7 de setembro de 2019, dia da Independência nacional – Chico Whitaker

7 de setembro de 2019, dia da Independência nacional
Já não estamos tão paralisados. Manifestações e protestos começam a se multiplicar, nas mais diversas áreas sob o ataque da barbárie. Até o Congresso segura algumas insanidades, embora deixe passar outras. O próprio STF se prepara, no seu ritmo, para recuperar a primazia da Constituição e estancar as práticas inadmissíveis que permitiram a um alucinado se tornar Presidente. O numero de arrependidos aumenta, inclusive entre os que esperavam ganhar mais dinheiro com o novo governo. E se eleva o nível de consciência do desastre na própria base da sociedade, que vive mais concretamente as consequências negativas do debacle econômico, como o desemprego. Denuncia-se cada vez mais direta e claramente o sofrimento causado pelo estímulo da violência e da intolerância. Multiplicam-se ao infinito as analises que identificam causas, cumplicidades e resultados da aventura em que 57 milhões de eleitores empurraram o país, ainda que outros 89 milhões não estivessem de acordo. Jornais e revistas mudam de lado. Até o mundo lá fora é alcançado pelos estilhaços da insensatez, se escandaliza e começa a defender Bens Comuns da Humanidade que a historia colocou sob nossa responsabilidade. Homens e mulheres, jovens e adultos cobertos com o preto do luto começaram hoje a invadir nossas calçadas. Está na hora de encontrar o modo de dar o empurrão final para nossa libertação.

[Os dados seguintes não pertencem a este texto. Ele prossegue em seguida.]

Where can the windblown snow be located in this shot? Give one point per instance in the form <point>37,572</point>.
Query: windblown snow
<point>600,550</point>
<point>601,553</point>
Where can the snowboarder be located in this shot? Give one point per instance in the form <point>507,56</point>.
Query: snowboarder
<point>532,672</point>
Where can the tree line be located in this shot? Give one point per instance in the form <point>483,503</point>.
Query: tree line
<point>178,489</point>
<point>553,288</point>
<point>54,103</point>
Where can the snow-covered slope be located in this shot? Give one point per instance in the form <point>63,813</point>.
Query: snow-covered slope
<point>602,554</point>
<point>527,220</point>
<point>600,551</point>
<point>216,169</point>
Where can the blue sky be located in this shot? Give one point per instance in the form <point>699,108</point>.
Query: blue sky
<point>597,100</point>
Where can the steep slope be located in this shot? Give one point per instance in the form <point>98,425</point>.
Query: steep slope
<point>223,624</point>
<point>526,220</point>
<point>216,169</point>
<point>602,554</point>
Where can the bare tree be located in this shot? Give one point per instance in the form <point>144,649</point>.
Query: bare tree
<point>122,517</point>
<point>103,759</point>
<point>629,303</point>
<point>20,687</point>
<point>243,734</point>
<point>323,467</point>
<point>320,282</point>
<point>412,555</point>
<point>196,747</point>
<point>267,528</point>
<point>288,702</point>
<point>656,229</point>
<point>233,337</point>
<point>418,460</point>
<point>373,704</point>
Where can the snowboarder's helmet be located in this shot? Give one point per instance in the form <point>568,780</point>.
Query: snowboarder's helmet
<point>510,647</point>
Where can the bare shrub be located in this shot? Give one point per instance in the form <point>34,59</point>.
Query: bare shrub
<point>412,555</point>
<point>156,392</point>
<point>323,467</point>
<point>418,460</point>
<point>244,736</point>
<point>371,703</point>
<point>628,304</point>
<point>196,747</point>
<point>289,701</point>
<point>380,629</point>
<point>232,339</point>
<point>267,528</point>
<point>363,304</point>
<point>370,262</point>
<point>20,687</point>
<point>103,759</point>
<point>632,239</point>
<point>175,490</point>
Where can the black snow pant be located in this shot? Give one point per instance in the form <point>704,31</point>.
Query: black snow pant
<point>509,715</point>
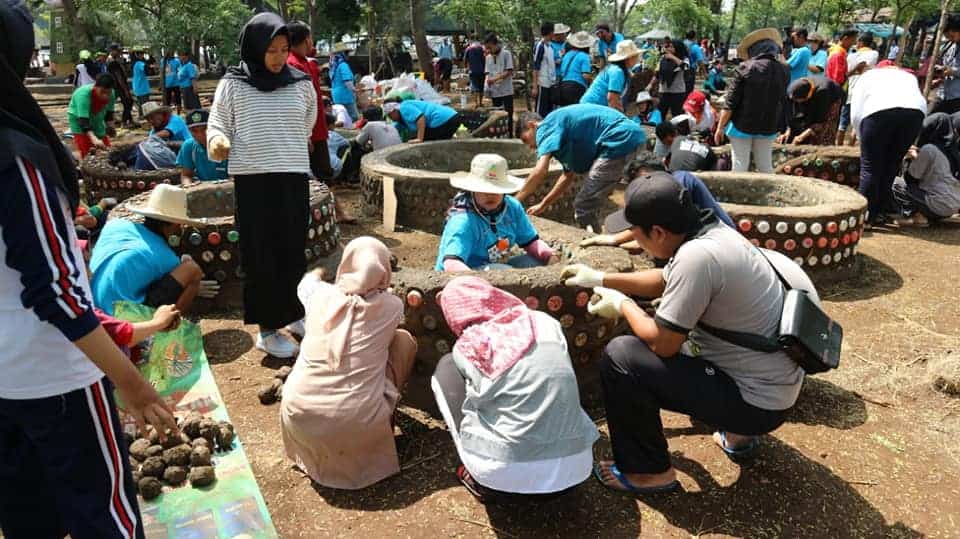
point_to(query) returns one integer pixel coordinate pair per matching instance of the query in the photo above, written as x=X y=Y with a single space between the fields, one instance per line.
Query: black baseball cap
x=656 y=199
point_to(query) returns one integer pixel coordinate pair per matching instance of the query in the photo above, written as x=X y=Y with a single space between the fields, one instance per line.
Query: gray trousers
x=602 y=177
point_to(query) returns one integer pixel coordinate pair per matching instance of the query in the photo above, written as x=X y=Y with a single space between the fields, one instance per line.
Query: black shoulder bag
x=807 y=334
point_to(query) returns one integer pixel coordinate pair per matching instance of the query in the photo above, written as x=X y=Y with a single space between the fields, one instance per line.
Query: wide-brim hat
x=151 y=107
x=488 y=174
x=167 y=203
x=753 y=37
x=581 y=40
x=625 y=49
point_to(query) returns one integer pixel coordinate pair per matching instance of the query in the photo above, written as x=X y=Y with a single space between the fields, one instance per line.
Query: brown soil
x=869 y=451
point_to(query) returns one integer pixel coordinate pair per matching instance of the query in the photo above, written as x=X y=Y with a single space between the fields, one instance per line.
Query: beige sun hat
x=757 y=35
x=625 y=49
x=488 y=174
x=167 y=203
x=581 y=40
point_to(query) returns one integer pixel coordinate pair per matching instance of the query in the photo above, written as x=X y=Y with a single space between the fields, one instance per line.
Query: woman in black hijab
x=262 y=117
x=64 y=469
x=816 y=111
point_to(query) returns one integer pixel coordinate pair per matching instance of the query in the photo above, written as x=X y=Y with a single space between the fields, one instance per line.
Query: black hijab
x=24 y=129
x=938 y=130
x=255 y=39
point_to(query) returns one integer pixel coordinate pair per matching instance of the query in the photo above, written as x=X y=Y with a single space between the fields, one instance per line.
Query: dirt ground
x=870 y=450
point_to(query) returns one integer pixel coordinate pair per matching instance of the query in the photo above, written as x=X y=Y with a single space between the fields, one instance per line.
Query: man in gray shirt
x=499 y=72
x=714 y=277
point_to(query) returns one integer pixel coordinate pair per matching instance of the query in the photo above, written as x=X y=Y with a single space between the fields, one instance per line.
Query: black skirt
x=272 y=211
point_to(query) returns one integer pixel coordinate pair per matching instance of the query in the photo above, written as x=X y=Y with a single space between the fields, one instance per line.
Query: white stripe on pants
x=761 y=147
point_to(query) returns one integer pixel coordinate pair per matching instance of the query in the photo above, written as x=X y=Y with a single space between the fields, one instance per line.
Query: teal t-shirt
x=126 y=260
x=194 y=156
x=611 y=79
x=469 y=236
x=578 y=135
x=573 y=66
x=436 y=115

Em muitos países do mundo que sofreram as consequências dos desatinos que levam às carnificinas das guerras, cidadãs e cidadãos descobriram, há mais de cem anos, uma forma de resistir: a desobediência civil. Usando de seu direito humano de não fazer o que atentasse contra seus princípios de consciência, começaram se opondo a impostos que financiassem a violência e em seguida se recusaram a integrar exércitos, e com isso enfraqueceram ímpetos destruidores. Em nosso país o direito à objeção de consciência e a forma de exercê-lo é pouco conhecido. Mas talvez tenha chegado a oportunidade de descobrir quão poderosa é essa forma de ação politica pacifica. Em ações decididas coletivamente e sustentadas por redes de apoio.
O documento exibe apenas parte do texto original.